In a commentary on the COVID-19 pandemic, he wrote: “Millions of people are now confined to their homes, resorting to teleworking to do their jobs, e-commerce sites to do their shopping, and streaming video platforms to find entertainment.

“A reliable electricity supply underpins all of these services, as well as powering the devices most of us take for granted such as fridges, washing machines and light bulbs.”

He noted the importance of electricity in many countries for operating ventilators and other medical equipment in hospitals “treating the soaring numbers of sick people”.

He said electricity also ensured the timely communication of important information between governments and citizens, and between doctors and patients.

“These services shouldn’t be taken for granted.

“In Africa, hundreds of millions of people live without any access to electricity, making them far more vulnerable to disease and other dangers,” Dr Birol added.

Over 600 million people on the continent are without electricity, according to official figures.
“The coronavirus crisis reminds us of electricity’s indispensable role in our lives,” Dr Birol said.

“It’s also providing insights into how that role is set to expand and evolve in the years and decades ahead.”
He pointed out that society today was greatly reliant on digital technology “to get on with day-to-day life, whose energy use is increasingly in the form of electricity, and where the power supply is more dependent than ever on wind and solar”.

“In such a society, electricity security is the foundation of prosperity and stability – but ensuring that security requires action from governments,” Dr Birol said.

“Despite the increasing use of digital technologies in electricity systems, the coronavirus crisis has also reminded us of the essential role of skilled personnel.

“Network maintenance and repair is labour intensive and has to be done on site by workers and engineers.
“In most countries, governments have exempted network repair teams from the lockdowns.

“Organisations need to ensure staff members remain safe as they carry out their critical work. “A key lesson of the current crisis is to make sure that electricity systems have sufficient resources not just of physical assets but also human capital,” Dr Birol added.

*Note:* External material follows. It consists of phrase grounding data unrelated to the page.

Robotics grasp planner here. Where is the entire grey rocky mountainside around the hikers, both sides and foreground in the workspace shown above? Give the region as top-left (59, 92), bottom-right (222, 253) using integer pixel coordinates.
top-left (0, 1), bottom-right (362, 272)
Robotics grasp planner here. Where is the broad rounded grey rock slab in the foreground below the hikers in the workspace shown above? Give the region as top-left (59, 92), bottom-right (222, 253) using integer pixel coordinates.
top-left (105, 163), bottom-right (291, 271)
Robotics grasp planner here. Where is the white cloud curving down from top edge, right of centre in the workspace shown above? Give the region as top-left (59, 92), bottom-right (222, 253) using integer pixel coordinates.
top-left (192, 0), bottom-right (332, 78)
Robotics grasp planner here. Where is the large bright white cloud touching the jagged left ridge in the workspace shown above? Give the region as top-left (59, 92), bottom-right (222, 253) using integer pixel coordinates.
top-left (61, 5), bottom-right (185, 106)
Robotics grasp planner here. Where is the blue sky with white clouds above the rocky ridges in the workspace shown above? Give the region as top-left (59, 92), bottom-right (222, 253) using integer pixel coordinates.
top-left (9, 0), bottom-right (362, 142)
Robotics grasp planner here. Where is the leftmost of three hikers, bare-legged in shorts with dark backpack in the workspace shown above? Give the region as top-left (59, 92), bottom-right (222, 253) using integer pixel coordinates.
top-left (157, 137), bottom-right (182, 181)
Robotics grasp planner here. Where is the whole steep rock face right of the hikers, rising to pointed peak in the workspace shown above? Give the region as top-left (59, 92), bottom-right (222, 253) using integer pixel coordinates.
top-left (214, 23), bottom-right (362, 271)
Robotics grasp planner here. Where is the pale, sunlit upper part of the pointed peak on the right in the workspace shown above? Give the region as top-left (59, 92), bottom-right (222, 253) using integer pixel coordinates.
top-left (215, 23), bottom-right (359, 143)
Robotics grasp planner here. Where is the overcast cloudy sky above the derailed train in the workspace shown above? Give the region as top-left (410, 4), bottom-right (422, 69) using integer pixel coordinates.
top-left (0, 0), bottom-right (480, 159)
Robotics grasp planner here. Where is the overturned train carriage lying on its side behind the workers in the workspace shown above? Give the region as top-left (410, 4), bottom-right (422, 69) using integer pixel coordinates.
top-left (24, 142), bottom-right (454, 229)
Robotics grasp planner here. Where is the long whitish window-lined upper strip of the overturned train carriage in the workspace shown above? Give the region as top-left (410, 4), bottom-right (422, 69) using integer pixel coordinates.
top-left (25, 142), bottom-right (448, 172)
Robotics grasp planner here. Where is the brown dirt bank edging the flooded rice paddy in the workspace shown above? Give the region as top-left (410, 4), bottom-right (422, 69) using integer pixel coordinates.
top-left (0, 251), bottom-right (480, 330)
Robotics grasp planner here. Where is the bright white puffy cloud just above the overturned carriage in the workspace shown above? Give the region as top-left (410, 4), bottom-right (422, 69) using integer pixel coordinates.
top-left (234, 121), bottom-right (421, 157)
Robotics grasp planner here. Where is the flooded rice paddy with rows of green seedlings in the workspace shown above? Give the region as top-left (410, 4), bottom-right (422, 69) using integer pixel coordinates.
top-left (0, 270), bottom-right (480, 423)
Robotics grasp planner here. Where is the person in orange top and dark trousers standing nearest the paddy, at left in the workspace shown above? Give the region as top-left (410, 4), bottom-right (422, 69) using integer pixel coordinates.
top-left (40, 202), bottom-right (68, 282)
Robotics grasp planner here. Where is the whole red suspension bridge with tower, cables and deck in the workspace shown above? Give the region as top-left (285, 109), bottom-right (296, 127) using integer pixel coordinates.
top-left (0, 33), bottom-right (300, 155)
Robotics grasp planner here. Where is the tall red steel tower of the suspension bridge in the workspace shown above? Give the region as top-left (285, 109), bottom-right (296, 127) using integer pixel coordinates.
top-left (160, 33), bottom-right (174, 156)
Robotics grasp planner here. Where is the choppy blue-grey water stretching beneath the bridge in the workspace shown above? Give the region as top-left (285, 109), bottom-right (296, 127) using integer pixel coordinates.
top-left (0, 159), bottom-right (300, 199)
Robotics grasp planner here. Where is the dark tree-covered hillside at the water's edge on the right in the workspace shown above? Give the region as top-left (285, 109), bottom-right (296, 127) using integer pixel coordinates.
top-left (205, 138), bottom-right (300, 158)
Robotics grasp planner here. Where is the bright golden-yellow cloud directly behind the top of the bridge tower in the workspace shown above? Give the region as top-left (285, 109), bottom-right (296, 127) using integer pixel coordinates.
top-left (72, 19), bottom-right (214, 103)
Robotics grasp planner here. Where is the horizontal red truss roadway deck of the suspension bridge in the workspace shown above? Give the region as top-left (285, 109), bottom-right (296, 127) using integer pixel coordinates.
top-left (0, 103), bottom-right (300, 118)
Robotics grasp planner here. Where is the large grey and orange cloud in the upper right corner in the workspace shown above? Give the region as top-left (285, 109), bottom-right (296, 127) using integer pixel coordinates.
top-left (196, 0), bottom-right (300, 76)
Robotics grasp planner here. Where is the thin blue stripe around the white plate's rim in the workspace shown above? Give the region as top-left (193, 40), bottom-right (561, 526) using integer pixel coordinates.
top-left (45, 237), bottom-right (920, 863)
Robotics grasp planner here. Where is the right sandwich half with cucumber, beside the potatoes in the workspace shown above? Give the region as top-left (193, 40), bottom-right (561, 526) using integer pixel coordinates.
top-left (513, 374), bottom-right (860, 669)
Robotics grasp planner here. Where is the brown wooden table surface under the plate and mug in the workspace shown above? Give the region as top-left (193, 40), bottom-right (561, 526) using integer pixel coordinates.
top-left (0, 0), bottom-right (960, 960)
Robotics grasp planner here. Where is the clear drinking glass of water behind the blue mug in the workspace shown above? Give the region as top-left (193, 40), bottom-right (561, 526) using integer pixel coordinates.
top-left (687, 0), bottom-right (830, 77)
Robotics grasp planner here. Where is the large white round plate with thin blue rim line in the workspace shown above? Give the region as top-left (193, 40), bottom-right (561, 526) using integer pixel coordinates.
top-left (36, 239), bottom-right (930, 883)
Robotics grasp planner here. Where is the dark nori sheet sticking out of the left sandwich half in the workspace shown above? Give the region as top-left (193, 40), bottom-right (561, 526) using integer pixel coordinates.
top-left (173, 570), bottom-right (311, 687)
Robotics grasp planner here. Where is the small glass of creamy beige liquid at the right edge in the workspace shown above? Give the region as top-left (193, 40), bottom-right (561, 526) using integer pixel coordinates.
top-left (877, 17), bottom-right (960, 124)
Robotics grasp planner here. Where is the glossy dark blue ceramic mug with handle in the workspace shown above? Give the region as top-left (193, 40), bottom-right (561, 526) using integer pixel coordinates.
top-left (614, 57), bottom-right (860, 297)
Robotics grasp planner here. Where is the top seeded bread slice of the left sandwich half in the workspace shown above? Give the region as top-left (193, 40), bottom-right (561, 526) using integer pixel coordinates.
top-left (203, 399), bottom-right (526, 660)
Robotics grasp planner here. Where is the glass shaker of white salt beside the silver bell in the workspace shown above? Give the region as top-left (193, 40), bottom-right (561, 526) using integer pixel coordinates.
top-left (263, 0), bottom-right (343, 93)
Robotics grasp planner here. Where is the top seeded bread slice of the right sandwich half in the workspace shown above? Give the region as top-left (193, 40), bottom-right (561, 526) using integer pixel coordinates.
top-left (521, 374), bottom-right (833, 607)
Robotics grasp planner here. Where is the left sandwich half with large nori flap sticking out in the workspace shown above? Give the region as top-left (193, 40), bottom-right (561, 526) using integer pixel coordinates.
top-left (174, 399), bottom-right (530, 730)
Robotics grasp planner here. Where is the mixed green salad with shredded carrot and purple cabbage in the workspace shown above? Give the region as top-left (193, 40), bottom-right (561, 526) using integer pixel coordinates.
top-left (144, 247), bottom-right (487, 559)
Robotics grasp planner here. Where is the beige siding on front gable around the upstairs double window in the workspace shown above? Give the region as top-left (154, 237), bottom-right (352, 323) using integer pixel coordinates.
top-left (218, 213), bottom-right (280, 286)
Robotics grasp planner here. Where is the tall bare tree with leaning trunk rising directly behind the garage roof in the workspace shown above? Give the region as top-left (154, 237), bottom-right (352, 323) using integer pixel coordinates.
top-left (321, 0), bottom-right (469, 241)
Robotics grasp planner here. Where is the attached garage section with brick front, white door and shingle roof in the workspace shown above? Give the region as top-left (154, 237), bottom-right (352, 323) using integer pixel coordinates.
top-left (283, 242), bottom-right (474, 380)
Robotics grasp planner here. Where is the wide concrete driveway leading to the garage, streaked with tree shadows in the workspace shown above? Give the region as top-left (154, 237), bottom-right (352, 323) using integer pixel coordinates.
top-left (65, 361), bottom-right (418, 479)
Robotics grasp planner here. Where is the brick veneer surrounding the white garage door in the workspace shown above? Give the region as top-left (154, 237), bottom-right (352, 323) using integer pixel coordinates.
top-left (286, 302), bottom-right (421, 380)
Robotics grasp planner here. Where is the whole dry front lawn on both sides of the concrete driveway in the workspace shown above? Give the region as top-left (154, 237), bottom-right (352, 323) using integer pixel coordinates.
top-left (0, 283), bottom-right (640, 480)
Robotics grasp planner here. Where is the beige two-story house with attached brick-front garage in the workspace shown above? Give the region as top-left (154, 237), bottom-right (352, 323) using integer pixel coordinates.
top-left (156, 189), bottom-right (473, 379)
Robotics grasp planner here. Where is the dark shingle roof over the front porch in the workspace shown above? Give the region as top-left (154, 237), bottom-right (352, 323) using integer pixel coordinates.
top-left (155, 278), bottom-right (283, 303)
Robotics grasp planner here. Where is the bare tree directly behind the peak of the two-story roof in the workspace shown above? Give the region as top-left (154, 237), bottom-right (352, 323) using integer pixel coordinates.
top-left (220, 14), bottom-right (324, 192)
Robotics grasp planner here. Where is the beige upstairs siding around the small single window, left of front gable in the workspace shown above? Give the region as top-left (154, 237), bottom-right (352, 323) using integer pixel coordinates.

He said that in countries where factories and businesses had halted operations, available data showed electricity demand had dropped by 15 per cent.

“In this way, the recent drop in electricity demand fast forwarded some power systems 10 years into the future, suddenly giving them levels of wind and solar power that they wouldn’t have had otherwise without another decade of investment in renewables.

“This is an important moment for our understanding of cleaner electricity systems, including some of the operational challenges that policy makers and regulators need to address to ensure electricity security,” Dr Birol added.
“With weaker electricity demand, power generation capacity is abundant.

“However, electricity system operators have to constantly balance demand and supply in real time.
“People typically think of power outages as happening when demand overwhelms supply.

“But in fact, some of the most high-profile blackouts in recent times took place during periods of low demand,” Dr Birol noted.